Hospitality – The bar, restaurant, hotel and resort industry has embraced the use of digital entertainment in their facilities to increase the time the guests spends their time and money. The mixing of beer and games has seen phenomenal success married to the application of league and competitive play for cash prizes.

Retail / Leisure – As the hospitality sector employs DOE technology to extend the patrons spend, retail and the sports and leisure sector look at entertainment systems as draws to their sites, but also compelling activities in their own right. From the arcade mall to the dedicated simulator center offering a strong companion to the cinema style entertainment model.

Edutainment – Museum, gallery and visitor attraction centers are all turning to the use of ‘gamification’ to draw the patron into the experience and offer a new means to impart information and education.

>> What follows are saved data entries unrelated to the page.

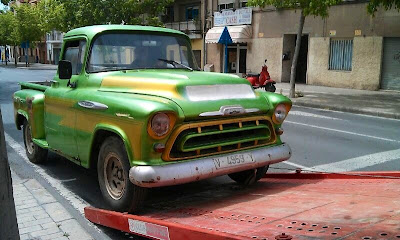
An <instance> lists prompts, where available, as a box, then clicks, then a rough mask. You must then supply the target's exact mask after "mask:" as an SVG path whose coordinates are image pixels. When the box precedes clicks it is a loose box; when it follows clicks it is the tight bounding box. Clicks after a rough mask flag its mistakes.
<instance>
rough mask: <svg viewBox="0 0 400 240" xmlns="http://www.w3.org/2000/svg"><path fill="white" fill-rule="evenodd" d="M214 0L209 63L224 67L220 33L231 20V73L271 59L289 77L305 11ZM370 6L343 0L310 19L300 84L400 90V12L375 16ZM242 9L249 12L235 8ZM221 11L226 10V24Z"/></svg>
mask: <svg viewBox="0 0 400 240" xmlns="http://www.w3.org/2000/svg"><path fill="white" fill-rule="evenodd" d="M209 3H210V4H209V7H210V8H209V9H208V12H209V13H210V12H212V13H213V15H212V23H213V28H211V29H210V30H208V32H207V35H206V38H205V40H206V42H207V50H208V51H207V61H206V62H207V63H208V64H213V65H214V70H215V71H217V72H222V71H223V66H224V61H225V49H224V46H223V45H221V44H218V43H216V42H217V40H216V38H218V33H219V32H221V31H222V30H221V28H222V29H223V27H224V26H225V25H226V26H228V29H229V32H230V33H231V37H232V40H233V44H231V45H229V47H228V72H230V73H236V74H238V75H241V76H242V75H243V74H246V73H249V72H255V73H257V72H260V71H261V66H262V65H263V63H264V59H268V62H267V65H268V70H269V72H270V75H271V78H273V79H274V80H276V81H277V82H289V79H290V69H291V64H292V59H293V55H294V48H295V42H296V33H297V29H298V24H299V19H300V11H295V10H281V9H275V8H273V7H269V8H265V9H260V8H243V7H245V6H246V2H244V1H243V0H239V1H238V0H209ZM366 6H367V3H359V2H344V3H343V4H342V5H337V6H333V7H331V8H330V10H329V17H327V18H325V19H322V18H321V17H313V16H309V17H307V18H306V21H305V24H304V30H303V36H302V43H301V48H300V56H299V61H298V65H297V72H296V83H303V84H310V85H322V86H331V87H342V88H355V89H365V90H378V89H390V90H400V13H399V12H398V11H397V10H389V11H383V10H380V11H378V12H377V13H376V14H375V17H372V16H370V15H369V14H368V13H367V10H366ZM242 9H247V10H246V11H247V13H246V11H244V13H242V14H240V13H236V12H240V11H243V10H242ZM249 9H250V11H251V14H250V15H251V21H248V18H249V14H248V11H249ZM246 14H247V15H246ZM221 15H225V17H224V16H223V17H222V18H223V20H222V24H221V19H219V18H221ZM241 15H246V16H241ZM246 17H247V19H245V20H243V21H240V19H243V18H246ZM235 21H237V22H235ZM243 22H244V23H245V24H243ZM216 25H218V26H216Z"/></svg>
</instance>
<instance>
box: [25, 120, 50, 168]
mask: <svg viewBox="0 0 400 240" xmlns="http://www.w3.org/2000/svg"><path fill="white" fill-rule="evenodd" d="M23 134H24V145H25V151H26V156H27V157H28V159H29V161H30V162H32V163H36V164H38V163H44V162H45V161H46V160H47V152H48V151H47V149H43V148H41V147H39V146H38V145H36V144H35V143H34V142H33V141H32V134H31V125H30V124H29V122H28V121H27V120H26V119H25V121H24V125H23Z"/></svg>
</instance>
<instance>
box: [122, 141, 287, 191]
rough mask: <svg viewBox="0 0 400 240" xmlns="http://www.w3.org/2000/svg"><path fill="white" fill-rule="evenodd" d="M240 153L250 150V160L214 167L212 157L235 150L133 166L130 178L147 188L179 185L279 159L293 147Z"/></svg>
mask: <svg viewBox="0 0 400 240" xmlns="http://www.w3.org/2000/svg"><path fill="white" fill-rule="evenodd" d="M240 153H250V154H251V155H252V159H253V162H251V163H248V164H243V165H234V166H230V167H226V168H217V167H216V163H215V161H214V159H215V158H220V159H221V158H223V157H227V156H231V155H235V154H236V153H230V154H224V155H218V156H213V157H208V158H202V159H199V160H193V161H189V162H176V163H172V164H168V165H162V166H134V167H132V168H131V169H130V171H129V179H130V180H131V182H132V183H133V184H135V185H138V186H141V187H146V188H152V187H162V186H171V185H178V184H183V183H188V182H194V181H198V180H201V179H206V178H211V177H216V176H221V175H225V174H230V173H234V172H240V171H244V170H248V169H254V168H257V167H262V166H266V165H270V164H273V163H278V162H282V161H285V160H287V159H289V158H290V156H291V153H292V151H291V149H290V147H289V145H287V144H282V145H279V146H274V147H267V148H259V149H255V150H250V151H245V152H240Z"/></svg>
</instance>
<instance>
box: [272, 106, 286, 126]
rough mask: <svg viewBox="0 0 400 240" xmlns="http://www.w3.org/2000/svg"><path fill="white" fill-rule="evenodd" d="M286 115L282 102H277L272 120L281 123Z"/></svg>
mask: <svg viewBox="0 0 400 240" xmlns="http://www.w3.org/2000/svg"><path fill="white" fill-rule="evenodd" d="M286 116H287V109H286V106H285V105H284V104H279V105H278V106H277V107H276V108H275V111H274V116H273V120H274V122H275V123H276V124H281V123H282V122H283V120H285V118H286Z"/></svg>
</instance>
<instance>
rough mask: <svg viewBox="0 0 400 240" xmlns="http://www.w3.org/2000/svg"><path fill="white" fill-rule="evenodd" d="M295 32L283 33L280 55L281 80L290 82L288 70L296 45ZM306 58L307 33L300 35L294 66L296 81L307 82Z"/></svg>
mask: <svg viewBox="0 0 400 240" xmlns="http://www.w3.org/2000/svg"><path fill="white" fill-rule="evenodd" d="M296 40H297V35H296V34H284V35H283V49H282V53H283V57H282V78H281V81H282V82H290V71H291V67H292V61H293V56H294V50H295V47H296ZM307 58H308V34H304V35H303V36H302V37H301V44H300V52H299V59H298V61H297V67H296V83H303V84H306V83H307Z"/></svg>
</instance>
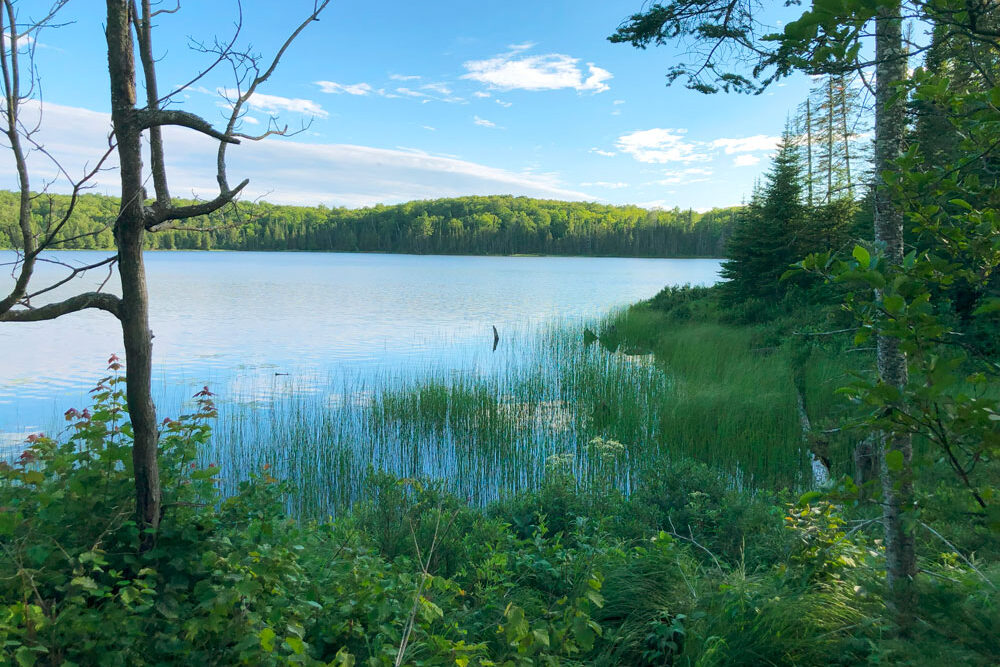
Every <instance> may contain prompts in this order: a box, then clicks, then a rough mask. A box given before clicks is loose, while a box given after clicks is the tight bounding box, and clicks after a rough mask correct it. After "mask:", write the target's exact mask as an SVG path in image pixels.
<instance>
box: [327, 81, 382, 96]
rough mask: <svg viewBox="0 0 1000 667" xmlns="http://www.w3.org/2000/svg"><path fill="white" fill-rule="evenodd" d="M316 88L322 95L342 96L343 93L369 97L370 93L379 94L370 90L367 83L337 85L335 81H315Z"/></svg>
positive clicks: (371, 90) (367, 83)
mask: <svg viewBox="0 0 1000 667" xmlns="http://www.w3.org/2000/svg"><path fill="white" fill-rule="evenodd" d="M315 83H316V85H317V86H319V89H320V91H322V92H324V93H332V94H334V95H342V94H344V93H346V94H348V95H359V96H360V95H371V94H372V93H376V92H380V91H376V90H375V89H374V88H372V86H371V84H368V83H337V82H336V81H316V82H315Z"/></svg>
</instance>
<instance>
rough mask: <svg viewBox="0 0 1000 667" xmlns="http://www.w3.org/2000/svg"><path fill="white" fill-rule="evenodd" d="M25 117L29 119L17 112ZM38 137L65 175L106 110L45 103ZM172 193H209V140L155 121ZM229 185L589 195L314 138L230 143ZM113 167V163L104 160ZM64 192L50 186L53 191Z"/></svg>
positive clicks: (481, 194)
mask: <svg viewBox="0 0 1000 667" xmlns="http://www.w3.org/2000/svg"><path fill="white" fill-rule="evenodd" d="M25 120H26V121H27V120H30V117H29V115H27V114H26V115H25ZM43 120H44V123H43V126H42V133H41V134H40V135H39V136H38V138H39V140H40V141H41V142H43V143H44V145H45V146H46V147H47V148H48V149H49V150H51V151H52V152H53V153H54V155H56V157H58V158H59V159H61V160H62V161H63V162H64V164H65V166H66V167H67V169H68V170H69V171H70V173H71V174H76V173H79V172H81V170H82V168H83V165H84V163H86V162H89V163H90V164H93V163H94V161H95V160H96V159H97V158H98V157H99V156H100V155H101V154H102V153H103V150H102V147H103V148H104V149H106V147H107V134H108V130H109V129H110V127H111V119H110V115H109V114H106V113H100V112H95V111H89V110H87V109H81V108H77V107H66V106H60V105H55V104H46V105H45V115H44V118H43ZM164 142H165V145H166V148H167V158H168V164H167V169H168V174H169V178H170V185H171V192H172V194H174V195H175V196H178V197H190V196H192V195H197V196H200V197H212V196H214V195H215V194H217V189H216V185H215V168H214V166H215V150H216V148H217V144H216V143H215V142H213V141H208V140H206V139H205V137H204V135H201V134H199V133H197V132H193V131H191V130H188V129H186V128H177V127H166V128H164ZM229 156H230V159H229V176H230V181H231V182H234V183H235V182H239V181H240V180H242V179H243V178H249V179H250V185H249V186H248V187H247V189H246V191H245V192H244V194H245V196H246V197H247V198H254V197H260V196H263V197H265V198H266V199H267V200H268V201H272V202H275V203H279V204H302V205H315V204H320V203H322V204H326V205H328V206H330V205H334V206H369V205H374V204H376V203H379V202H382V203H387V204H388V203H396V202H403V201H410V200H413V199H433V198H438V197H457V196H464V195H488V194H515V195H525V196H533V197H546V198H552V199H571V200H593V199H594V197H593V196H592V195H589V194H586V193H584V192H580V191H576V190H572V189H569V188H567V187H565V186H563V185H562V184H561V183H560V181H559V179H558V178H557V177H556V176H554V175H552V174H539V173H533V174H525V173H517V172H512V171H508V170H505V169H498V168H495V167H490V166H487V165H483V164H478V163H474V162H468V161H465V160H460V159H457V158H454V157H446V156H440V155H429V154H427V153H423V152H414V151H407V150H398V149H384V148H374V147H370V146H357V145H349V144H316V143H305V142H302V141H297V140H293V139H282V138H276V139H265V140H264V141H259V142H250V141H246V142H243V143H242V144H240V145H238V146H232V147H231V148H230V150H229ZM30 159H31V160H32V162H31V168H32V171H33V174H34V175H35V178H36V180H37V181H39V182H40V181H41V180H42V179H45V178H50V177H54V176H56V174H55V172H54V171H53V170H52V168H51V166H50V165H49V164H48V162H47V161H46V160H45V159H44V157H43V156H40V155H39V154H37V153H35V154H33V155H32V157H31V158H30ZM109 166H114V165H109ZM15 182H16V174H15V172H14V170H13V169H12V165H11V164H10V161H9V160H8V161H0V187H7V188H10V187H14V185H15ZM95 185H96V186H97V187H96V190H97V191H98V192H103V193H105V194H115V193H117V191H118V188H119V187H120V184H119V179H118V174H117V172H115V171H104V172H101V173H100V175H99V177H98V179H97V181H96V183H95ZM60 186H61V187H62V191H65V188H66V186H65V184H64V183H57V185H55V186H54V191H59V188H60Z"/></svg>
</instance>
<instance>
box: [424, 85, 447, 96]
mask: <svg viewBox="0 0 1000 667" xmlns="http://www.w3.org/2000/svg"><path fill="white" fill-rule="evenodd" d="M420 87H421V88H422V89H423V90H430V91H431V92H435V93H437V94H439V95H451V88H449V87H448V84H446V83H425V84H424V85H422V86H420Z"/></svg>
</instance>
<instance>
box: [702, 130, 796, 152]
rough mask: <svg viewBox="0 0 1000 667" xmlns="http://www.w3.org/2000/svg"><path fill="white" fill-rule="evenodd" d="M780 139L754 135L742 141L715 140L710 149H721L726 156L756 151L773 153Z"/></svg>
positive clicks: (762, 135) (756, 134) (768, 136)
mask: <svg viewBox="0 0 1000 667" xmlns="http://www.w3.org/2000/svg"><path fill="white" fill-rule="evenodd" d="M780 141H781V137H772V136H768V135H766V134H755V135H754V136H752V137H743V138H742V139H716V140H715V141H713V142H712V148H722V149H724V150H725V152H726V155H732V154H733V153H753V152H756V151H773V150H774V149H775V148H777V146H778V143H779V142H780Z"/></svg>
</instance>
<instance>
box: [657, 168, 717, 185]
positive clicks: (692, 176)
mask: <svg viewBox="0 0 1000 667" xmlns="http://www.w3.org/2000/svg"><path fill="white" fill-rule="evenodd" d="M663 175H664V177H665V178H662V179H660V180H658V181H654V182H655V183H656V185H687V184H689V183H702V182H704V181H707V180H708V177H709V176H711V175H712V170H711V169H706V168H704V167H688V168H687V169H676V170H672V171H665V172H663Z"/></svg>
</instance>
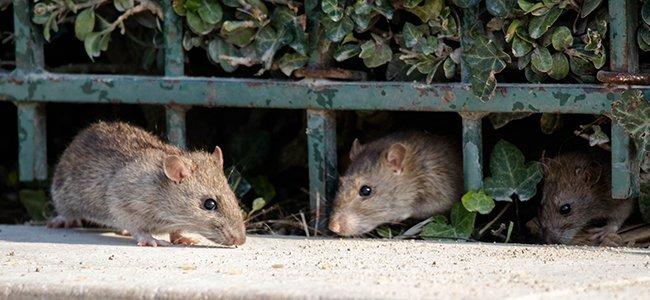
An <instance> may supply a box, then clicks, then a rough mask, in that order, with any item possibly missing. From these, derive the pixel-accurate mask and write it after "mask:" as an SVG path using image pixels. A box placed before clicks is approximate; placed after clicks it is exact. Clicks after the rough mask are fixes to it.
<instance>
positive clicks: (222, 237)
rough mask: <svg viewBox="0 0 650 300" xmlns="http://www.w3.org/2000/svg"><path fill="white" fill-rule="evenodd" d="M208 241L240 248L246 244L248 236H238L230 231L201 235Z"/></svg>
mask: <svg viewBox="0 0 650 300" xmlns="http://www.w3.org/2000/svg"><path fill="white" fill-rule="evenodd" d="M201 235H203V236H204V237H205V238H207V239H208V240H210V241H212V242H215V243H217V244H221V245H224V246H240V245H243V244H244V243H245V242H246V234H245V233H244V234H237V233H232V232H230V231H216V232H215V231H212V232H203V233H201Z"/></svg>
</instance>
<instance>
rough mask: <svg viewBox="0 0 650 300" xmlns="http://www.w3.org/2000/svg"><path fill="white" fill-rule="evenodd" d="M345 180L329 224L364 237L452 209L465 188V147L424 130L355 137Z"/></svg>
mask: <svg viewBox="0 0 650 300" xmlns="http://www.w3.org/2000/svg"><path fill="white" fill-rule="evenodd" d="M350 160H351V164H350V166H349V168H348V169H347V171H346V172H345V175H343V176H342V177H341V178H340V183H339V190H338V193H337V196H336V199H335V200H334V205H333V211H332V216H331V218H330V223H329V228H330V230H332V231H333V232H335V233H337V234H339V235H343V236H350V235H359V234H363V233H366V232H369V231H371V230H372V229H374V228H375V227H377V226H378V225H380V224H384V223H391V222H400V221H403V220H405V219H407V218H418V219H424V218H428V217H430V216H432V215H434V214H438V213H444V212H447V211H448V210H449V209H450V208H451V206H452V204H453V203H454V202H455V201H459V200H460V197H461V195H462V190H463V178H462V169H463V168H462V161H461V157H460V147H457V146H456V145H455V144H454V143H453V142H451V141H449V140H447V139H445V138H442V137H438V136H434V135H430V134H428V133H423V132H398V133H394V134H391V135H388V136H386V137H384V138H381V139H378V140H376V141H374V142H371V143H368V144H366V145H361V143H359V141H358V140H355V141H354V143H353V145H352V150H351V151H350Z"/></svg>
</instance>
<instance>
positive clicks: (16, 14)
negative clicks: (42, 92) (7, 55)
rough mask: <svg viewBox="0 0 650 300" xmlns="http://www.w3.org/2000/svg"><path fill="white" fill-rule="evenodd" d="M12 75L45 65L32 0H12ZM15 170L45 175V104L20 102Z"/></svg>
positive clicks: (45, 160) (45, 128) (46, 147)
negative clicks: (12, 3) (14, 43)
mask: <svg viewBox="0 0 650 300" xmlns="http://www.w3.org/2000/svg"><path fill="white" fill-rule="evenodd" d="M13 4H14V39H15V57H16V70H15V71H14V75H16V74H17V75H24V74H30V73H40V72H42V70H43V67H44V58H43V38H42V37H41V34H40V31H39V29H38V28H36V25H34V24H33V23H32V21H31V11H32V10H31V7H32V6H31V1H29V0H14V1H13ZM16 105H17V106H18V110H17V112H18V170H19V179H20V181H33V180H34V179H36V180H45V179H47V134H46V133H47V132H46V128H47V126H46V118H45V105H44V104H43V103H38V102H19V103H17V104H16Z"/></svg>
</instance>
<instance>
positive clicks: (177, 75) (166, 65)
mask: <svg viewBox="0 0 650 300" xmlns="http://www.w3.org/2000/svg"><path fill="white" fill-rule="evenodd" d="M161 4H162V6H163V10H164V15H165V20H164V25H163V28H164V30H163V34H164V42H165V76H183V75H184V74H185V64H184V54H183V46H182V41H183V23H182V22H181V19H180V18H179V17H178V15H176V13H175V12H174V9H173V8H172V2H171V1H164V2H163V3H161ZM188 109H189V107H186V106H181V105H167V106H165V120H166V122H165V125H166V126H165V128H166V131H167V140H168V141H169V142H170V143H172V144H174V145H176V146H178V147H180V148H183V149H185V148H186V147H187V143H186V131H185V121H186V119H185V115H186V112H187V110H188Z"/></svg>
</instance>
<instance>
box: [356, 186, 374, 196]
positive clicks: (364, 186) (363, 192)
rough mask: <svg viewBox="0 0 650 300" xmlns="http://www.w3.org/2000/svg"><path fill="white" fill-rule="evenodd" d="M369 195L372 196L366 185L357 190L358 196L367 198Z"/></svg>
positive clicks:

A number of the leading museums have deployed 4D theater attractions – now interactive flight simulators and unique touchscreen displays are being fielded for the sophisticated audience.


This is the DOE sector, but not uniquely all of what the sector represents – along with involvements in other areas of business, there is the service sector providing the hardware and delivery platforms. There are the content developers, from the latest 4D films to the intense network game content. Many consumer game developers have licensed content to populate this market and some are starting specific divisions focused wholly on this market.

To support this emerging sector is the Digital Out-of-Home Entertainment Network Association (DNA) – started in 2011, the DNA Association collects the international leading lights from this industry and offers a chance for promotion of the sector and a means to get the message out. A number of conferences and seminar held in America and Europe.